Mais ce n’est pas assez des réceptions officielles et des démonstrations populaires. La société de Guatemala, qui a déjà organisé notre séjour à l’hôtel Imperio, d’accord avec le Gouvernement, nous offre un grand bal, qui nous permet de prendre contact avec elle ; c’est d’autant plus facile que la connaissance de la langue française est très répandue. Beaucoup de dames ont séjourné en France ; plusieurs y ont été élevées ; elles portent nos robes, mais épurées des outrances qui les rendent parfois déplaisantes. L’ensemble est très brillant, tout en restant du meilleur goût. On est très heureux du passage de l’ambassade française, qui permet de témoigner pour notre pays une admiration affectueuse.

Nous faisons connaissance avec un instrument original : c’est un xylophone, long clavier horizontal dont deux ou trois musiciens frappent les touches de bois avec des baguettes terminées par des boules en caoutchouc ; les vibrations des touches se transmettent à des tuyaux de bois sonore, disposés verticalement. On me dit que c’est un instrument indien, perfectionné par les Espagnols ; les noirs de Guinée et du Soudan ont aussi des xylophones dont les touches, au lieu de venir frapper des tuyaux de bois, vibrent sur des calebasses.
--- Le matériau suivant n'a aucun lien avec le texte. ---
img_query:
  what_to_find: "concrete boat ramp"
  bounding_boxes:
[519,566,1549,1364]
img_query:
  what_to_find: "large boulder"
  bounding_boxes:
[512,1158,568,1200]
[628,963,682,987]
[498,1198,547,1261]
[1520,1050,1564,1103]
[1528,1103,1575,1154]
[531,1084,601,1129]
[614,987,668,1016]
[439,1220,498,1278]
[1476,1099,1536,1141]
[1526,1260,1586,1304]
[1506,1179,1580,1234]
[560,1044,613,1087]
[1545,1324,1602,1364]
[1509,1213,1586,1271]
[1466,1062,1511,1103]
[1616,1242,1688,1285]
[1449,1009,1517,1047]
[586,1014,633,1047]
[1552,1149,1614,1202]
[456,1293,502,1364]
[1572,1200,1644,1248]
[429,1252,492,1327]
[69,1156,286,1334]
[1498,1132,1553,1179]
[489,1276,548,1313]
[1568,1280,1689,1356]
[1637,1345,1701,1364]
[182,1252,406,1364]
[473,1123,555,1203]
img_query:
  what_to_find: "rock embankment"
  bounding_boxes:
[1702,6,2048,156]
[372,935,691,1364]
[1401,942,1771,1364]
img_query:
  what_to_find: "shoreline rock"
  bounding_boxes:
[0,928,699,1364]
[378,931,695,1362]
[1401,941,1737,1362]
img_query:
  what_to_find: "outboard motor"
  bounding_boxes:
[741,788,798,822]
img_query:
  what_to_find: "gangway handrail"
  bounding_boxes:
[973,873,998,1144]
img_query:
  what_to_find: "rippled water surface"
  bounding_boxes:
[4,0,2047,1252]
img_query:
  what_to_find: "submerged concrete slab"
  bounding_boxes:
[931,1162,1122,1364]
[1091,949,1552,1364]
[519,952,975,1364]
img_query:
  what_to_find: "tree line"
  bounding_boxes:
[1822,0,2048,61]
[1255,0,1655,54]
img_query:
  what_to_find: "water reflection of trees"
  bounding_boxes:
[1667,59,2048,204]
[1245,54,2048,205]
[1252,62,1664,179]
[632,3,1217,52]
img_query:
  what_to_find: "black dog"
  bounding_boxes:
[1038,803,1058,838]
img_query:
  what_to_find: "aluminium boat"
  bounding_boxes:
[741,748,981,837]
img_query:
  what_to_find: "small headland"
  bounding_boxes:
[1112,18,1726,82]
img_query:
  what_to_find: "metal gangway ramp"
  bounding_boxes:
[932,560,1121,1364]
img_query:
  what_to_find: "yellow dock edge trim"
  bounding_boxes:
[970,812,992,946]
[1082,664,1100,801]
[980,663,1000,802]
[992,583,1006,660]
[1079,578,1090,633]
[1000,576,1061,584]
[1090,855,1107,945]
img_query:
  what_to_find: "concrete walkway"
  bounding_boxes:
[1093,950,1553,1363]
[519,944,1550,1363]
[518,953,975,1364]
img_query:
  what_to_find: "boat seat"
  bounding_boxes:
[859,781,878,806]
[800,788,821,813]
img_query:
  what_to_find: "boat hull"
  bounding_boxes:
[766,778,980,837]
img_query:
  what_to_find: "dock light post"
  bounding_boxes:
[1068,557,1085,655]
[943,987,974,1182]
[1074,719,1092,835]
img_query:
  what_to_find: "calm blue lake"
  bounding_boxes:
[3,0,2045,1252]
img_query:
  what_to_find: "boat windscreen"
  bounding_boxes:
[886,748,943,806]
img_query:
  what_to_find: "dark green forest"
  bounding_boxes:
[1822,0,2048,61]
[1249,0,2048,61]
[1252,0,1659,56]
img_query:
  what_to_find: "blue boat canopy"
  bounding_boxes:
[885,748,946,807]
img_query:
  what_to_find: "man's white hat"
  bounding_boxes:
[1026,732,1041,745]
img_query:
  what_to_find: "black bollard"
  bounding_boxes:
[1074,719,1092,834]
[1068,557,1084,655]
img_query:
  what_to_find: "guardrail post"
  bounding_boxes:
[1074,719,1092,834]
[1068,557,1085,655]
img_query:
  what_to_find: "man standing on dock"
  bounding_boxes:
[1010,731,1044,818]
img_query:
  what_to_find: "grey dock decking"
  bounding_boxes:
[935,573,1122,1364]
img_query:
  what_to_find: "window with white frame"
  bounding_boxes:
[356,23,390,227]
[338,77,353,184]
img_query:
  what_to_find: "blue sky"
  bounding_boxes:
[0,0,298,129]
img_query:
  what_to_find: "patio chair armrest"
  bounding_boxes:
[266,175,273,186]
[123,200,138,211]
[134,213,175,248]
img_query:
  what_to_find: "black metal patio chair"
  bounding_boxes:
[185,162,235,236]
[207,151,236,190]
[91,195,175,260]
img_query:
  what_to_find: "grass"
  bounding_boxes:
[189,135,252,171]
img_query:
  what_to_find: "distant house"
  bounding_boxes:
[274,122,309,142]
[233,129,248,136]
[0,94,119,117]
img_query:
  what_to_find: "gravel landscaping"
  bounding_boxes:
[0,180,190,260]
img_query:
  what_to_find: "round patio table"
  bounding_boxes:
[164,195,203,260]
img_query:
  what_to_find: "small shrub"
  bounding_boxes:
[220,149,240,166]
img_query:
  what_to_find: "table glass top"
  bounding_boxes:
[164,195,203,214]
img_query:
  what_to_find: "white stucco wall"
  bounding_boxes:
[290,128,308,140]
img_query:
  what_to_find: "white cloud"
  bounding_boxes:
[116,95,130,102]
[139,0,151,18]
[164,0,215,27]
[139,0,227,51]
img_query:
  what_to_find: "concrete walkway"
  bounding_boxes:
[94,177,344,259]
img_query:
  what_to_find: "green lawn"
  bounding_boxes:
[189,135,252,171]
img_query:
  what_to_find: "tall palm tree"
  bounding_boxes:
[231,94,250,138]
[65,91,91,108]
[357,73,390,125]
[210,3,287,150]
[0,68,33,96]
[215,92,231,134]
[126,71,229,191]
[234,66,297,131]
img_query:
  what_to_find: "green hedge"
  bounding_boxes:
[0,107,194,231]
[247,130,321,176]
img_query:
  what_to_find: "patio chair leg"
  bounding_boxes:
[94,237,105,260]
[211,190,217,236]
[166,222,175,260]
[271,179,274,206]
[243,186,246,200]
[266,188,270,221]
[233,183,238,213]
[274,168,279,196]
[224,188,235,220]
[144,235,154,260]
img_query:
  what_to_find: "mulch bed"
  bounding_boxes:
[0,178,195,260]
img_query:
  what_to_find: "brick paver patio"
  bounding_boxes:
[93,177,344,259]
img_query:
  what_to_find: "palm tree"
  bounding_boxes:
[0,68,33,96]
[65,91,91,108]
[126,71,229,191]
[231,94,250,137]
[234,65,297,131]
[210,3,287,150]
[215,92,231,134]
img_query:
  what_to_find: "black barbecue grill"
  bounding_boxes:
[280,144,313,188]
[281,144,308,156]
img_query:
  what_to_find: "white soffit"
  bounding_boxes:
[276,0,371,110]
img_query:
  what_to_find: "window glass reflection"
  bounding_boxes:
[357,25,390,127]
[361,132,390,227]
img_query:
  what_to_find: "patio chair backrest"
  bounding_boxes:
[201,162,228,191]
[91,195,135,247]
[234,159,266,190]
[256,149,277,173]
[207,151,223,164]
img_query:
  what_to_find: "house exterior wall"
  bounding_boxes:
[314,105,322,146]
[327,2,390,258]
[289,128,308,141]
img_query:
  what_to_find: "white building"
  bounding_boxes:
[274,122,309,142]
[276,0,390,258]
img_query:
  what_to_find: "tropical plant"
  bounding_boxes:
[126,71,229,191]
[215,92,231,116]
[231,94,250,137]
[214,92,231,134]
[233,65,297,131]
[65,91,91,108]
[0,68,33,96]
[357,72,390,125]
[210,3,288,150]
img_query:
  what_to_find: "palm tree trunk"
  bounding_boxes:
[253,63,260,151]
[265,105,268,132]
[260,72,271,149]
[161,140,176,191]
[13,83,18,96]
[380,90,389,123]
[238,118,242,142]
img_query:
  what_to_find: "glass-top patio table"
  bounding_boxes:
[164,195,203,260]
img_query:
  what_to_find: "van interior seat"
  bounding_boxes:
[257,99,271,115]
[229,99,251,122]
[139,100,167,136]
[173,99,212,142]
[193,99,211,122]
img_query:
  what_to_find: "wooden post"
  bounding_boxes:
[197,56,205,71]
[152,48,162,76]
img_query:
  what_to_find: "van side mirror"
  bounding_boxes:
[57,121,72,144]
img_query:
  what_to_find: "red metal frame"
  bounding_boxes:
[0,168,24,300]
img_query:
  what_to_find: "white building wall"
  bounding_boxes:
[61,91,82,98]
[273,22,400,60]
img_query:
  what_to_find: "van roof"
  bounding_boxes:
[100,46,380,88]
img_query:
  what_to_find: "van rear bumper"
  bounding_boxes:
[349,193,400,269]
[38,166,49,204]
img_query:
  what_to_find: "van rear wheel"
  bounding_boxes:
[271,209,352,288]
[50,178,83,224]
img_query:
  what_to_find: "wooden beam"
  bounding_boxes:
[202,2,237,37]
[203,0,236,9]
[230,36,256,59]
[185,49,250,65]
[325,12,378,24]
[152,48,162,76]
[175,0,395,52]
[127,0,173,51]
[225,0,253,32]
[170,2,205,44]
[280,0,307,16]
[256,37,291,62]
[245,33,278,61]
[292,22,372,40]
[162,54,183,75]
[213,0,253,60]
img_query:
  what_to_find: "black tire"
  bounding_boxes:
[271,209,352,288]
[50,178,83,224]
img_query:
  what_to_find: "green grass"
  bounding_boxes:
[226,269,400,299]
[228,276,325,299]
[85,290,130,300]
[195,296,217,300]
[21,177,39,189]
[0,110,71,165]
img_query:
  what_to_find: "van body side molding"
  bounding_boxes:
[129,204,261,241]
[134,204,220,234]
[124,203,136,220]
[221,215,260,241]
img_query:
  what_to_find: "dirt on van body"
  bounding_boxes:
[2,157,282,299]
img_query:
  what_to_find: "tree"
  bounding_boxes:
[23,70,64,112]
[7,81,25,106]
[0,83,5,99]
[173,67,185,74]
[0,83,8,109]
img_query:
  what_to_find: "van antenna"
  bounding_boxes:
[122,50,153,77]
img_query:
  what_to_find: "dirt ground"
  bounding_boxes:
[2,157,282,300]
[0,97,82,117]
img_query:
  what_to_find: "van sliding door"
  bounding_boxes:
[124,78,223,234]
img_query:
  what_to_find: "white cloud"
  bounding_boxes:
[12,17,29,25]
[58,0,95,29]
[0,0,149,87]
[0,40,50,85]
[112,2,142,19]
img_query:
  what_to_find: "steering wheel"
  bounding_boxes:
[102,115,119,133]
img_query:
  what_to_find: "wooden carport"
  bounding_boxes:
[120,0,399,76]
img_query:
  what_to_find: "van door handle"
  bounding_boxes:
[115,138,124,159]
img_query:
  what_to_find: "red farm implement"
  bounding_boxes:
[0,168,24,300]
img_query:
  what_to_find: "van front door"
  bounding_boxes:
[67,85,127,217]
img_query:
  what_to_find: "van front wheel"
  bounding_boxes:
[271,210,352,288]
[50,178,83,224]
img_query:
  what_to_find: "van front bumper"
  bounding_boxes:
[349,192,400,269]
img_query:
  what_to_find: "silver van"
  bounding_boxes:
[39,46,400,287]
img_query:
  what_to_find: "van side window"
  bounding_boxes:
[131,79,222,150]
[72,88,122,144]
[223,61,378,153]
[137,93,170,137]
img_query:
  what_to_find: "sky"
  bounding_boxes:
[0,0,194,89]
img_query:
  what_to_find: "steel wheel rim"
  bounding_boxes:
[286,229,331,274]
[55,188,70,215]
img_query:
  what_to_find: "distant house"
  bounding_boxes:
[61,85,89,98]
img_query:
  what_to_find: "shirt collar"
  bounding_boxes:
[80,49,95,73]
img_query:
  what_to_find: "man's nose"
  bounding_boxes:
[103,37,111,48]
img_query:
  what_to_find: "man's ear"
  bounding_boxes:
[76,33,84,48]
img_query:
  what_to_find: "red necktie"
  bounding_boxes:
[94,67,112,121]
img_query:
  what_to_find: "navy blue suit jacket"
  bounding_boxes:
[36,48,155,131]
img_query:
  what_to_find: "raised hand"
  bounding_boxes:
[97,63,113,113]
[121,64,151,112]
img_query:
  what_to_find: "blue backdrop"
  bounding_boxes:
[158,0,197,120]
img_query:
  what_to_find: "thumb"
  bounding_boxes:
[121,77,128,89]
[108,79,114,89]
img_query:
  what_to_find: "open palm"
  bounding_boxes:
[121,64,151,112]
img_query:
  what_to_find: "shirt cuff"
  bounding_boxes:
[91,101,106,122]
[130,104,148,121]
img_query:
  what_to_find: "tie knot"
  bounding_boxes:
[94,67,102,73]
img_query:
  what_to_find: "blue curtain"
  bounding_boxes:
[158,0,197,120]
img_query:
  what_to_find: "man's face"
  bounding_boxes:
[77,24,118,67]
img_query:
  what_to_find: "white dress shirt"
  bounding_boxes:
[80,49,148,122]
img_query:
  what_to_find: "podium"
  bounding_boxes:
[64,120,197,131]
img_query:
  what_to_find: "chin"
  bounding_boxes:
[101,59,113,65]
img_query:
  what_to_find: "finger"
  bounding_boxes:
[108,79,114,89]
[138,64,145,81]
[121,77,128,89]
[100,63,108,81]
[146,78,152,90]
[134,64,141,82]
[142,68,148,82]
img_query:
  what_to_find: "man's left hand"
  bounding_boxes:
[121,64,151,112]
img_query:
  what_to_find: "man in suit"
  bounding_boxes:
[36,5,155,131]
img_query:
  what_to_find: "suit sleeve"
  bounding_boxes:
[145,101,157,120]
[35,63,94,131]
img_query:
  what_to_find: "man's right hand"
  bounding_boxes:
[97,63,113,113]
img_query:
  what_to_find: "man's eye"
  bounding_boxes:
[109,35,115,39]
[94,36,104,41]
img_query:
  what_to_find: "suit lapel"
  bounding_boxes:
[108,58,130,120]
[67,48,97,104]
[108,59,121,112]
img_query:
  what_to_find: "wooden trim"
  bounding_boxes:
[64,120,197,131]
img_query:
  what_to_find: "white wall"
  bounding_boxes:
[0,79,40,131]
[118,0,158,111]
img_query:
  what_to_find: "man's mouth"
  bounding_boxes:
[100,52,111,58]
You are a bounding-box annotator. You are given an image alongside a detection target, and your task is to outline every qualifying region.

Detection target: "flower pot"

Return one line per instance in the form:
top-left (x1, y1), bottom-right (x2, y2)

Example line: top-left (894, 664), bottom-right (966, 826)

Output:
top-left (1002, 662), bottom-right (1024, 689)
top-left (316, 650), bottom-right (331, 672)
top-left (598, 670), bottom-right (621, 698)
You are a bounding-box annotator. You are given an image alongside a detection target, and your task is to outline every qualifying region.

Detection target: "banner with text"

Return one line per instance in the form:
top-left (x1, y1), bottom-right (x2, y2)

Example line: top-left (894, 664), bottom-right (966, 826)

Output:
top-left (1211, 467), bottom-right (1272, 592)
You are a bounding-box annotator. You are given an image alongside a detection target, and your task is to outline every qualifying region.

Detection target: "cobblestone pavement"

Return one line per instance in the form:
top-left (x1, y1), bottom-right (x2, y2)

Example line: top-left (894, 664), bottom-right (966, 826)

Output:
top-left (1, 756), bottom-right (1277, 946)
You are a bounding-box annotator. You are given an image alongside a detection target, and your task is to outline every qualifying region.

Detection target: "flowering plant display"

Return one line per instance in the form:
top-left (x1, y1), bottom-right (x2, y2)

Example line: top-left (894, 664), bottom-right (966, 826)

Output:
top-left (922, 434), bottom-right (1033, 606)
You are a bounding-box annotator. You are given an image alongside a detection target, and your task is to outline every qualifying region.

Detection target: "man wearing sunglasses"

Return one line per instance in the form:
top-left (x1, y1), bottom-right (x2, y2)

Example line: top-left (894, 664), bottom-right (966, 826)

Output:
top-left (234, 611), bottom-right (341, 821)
Tous ces instruments donnent la gamme complète et on en tire un parti remarquable. Il serait curieux de rechercher si le balafon du Soudan et le xylophone du Guatemala ont une origine commune.

Nos courses à l’extérieur nous ont permis de connaître l’ensemble de la capitale, qui a 120 000 habitants ; une promenade en automobile nous en montre les environs. Cette belle ville de Guatemala a été ravagée en 1917 par un tremblement de terre qui a détruit à peu près entièrement les édifices de la conquête espagnole, églises, couvents, hôtels des hauts fonctionnaires et des grands seigneurs. On rebâtit en ciment armé, mais bien lentement ; car les matériaux de reconstruction ne peuvent, pour la plupart, venir que de la vieille Europe, où l’homme s’est montré bien plus destructeur qu’ici la nature.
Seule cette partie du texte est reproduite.